Referring to fig. 1, 2 and 3, the detecting device comprises a detecting device body 1, two first racks 2 are arranged on the top of the detecting device body 1, gears 3 are respectively engaged and connected to one sides of the two first racks 2, second racks 4 are respectively engaged and connected to one sides of the two gears 3, baffles 5 are respectively fixedly connected to the bottoms of the two second racks 4, the baffles 5 are slidably connected to the inside of the detecting device body 1, rotating rods 6 are respectively fixedly connected to the insides of the two gears 3, a transmission assembly is arranged on the outer side of one of the rotating rods 6, a push-out assembly is arranged on the top of the detecting device body 1, an electric push rod 16 is fixedly connected to the bottom of a transverse plate 15, a press plate 20 is fixedly connected to the bottom of the electric push rod 16, cross rods 13 are respectively fixedly connected to the two sides of the electric push rod 16, the two cross rods 13 are respectively fixedly connected to the tops of the two first racks 2, a support plate 18 is fixedly connected to one side of the detecting device body 1, the backup pad 18 sliding connection has been seted up in push pedal 19 bottom, two bar grooves 17 in detection device body 1 one side, and detection device body 1 all passes through bar groove 17 sliding connection with two connecting rods 14.

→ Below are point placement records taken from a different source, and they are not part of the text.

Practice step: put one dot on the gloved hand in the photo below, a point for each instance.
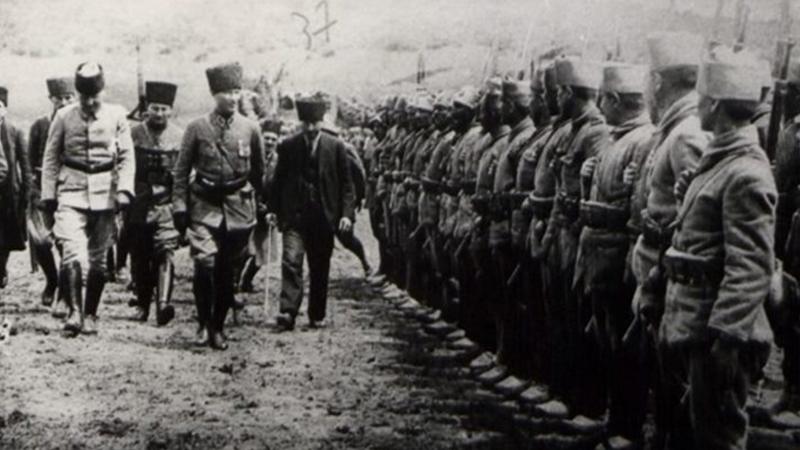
(726, 358)
(181, 220)
(682, 184)
(122, 201)
(630, 174)
(48, 206)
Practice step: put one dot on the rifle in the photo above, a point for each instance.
(780, 72)
(138, 112)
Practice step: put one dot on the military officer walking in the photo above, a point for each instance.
(87, 177)
(61, 93)
(149, 219)
(312, 197)
(721, 259)
(604, 245)
(217, 209)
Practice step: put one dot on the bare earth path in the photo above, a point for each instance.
(355, 385)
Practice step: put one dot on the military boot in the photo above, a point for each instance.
(74, 297)
(203, 287)
(249, 272)
(95, 284)
(165, 312)
(48, 264)
(60, 307)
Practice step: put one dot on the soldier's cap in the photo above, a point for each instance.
(57, 87)
(577, 72)
(793, 75)
(624, 78)
(674, 49)
(443, 100)
(89, 78)
(467, 96)
(726, 75)
(160, 92)
(493, 87)
(517, 91)
(422, 102)
(311, 108)
(271, 126)
(224, 77)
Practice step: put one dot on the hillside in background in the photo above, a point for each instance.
(374, 45)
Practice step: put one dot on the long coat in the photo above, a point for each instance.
(728, 220)
(337, 191)
(15, 190)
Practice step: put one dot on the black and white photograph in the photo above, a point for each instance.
(400, 225)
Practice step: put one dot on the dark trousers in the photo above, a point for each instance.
(624, 374)
(312, 240)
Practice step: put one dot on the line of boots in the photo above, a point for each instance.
(82, 309)
(158, 277)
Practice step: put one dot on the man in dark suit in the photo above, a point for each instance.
(312, 197)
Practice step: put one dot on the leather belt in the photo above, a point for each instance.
(653, 234)
(87, 167)
(220, 187)
(569, 207)
(692, 270)
(542, 206)
(603, 216)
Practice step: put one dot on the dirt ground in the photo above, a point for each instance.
(360, 384)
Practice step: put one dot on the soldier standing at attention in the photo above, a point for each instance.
(61, 93)
(785, 316)
(721, 259)
(15, 191)
(604, 245)
(87, 177)
(313, 198)
(217, 209)
(157, 142)
(677, 145)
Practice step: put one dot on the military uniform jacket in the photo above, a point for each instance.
(603, 249)
(14, 191)
(680, 144)
(726, 224)
(222, 152)
(78, 139)
(156, 153)
(505, 176)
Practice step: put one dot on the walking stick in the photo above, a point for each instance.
(268, 250)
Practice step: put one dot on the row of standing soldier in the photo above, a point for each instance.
(605, 231)
(206, 185)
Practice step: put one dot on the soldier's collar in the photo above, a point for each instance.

Specifically, the method comprises the following steps: when the strength detection device needs to be used, at the moment, firstly, rocks needing to be detected are placed on the supporting plate 18, then the electric push rod 16 can be started, the two sides of the electric push rod 16 are fixedly connected with the cross rods 13, and then the electric push rod 16 moves downwards to drive the two cross rods 13 to move downwards, because the bottoms of the two cross rods 13 are fixedly connected with the first racks 2, and then the two cross rods 13 move downwards to drive the two first racks 2 to move downwards, because one sides of the two first racks 2 are engaged with the gears 3, and then the two first racks 2 move downwards to drive the two gears 3 to rotate, because one sides of the two gears 3 are engaged with the second racks 4, and then the two gears 3 rotate to drive the two second racks 4 to move upwards, because the baffle 5 is fixedly connected with the bottoms of the second racks 4, and then the second racks 4 move upwards to drive the baffle 5 to move upwards, and then the baffle 5 can be covered outside the supporting plate 18, so that the rock can be prevented from splashing when the hardness test is carried out on the rock, and further, the injury to operators can be avoided.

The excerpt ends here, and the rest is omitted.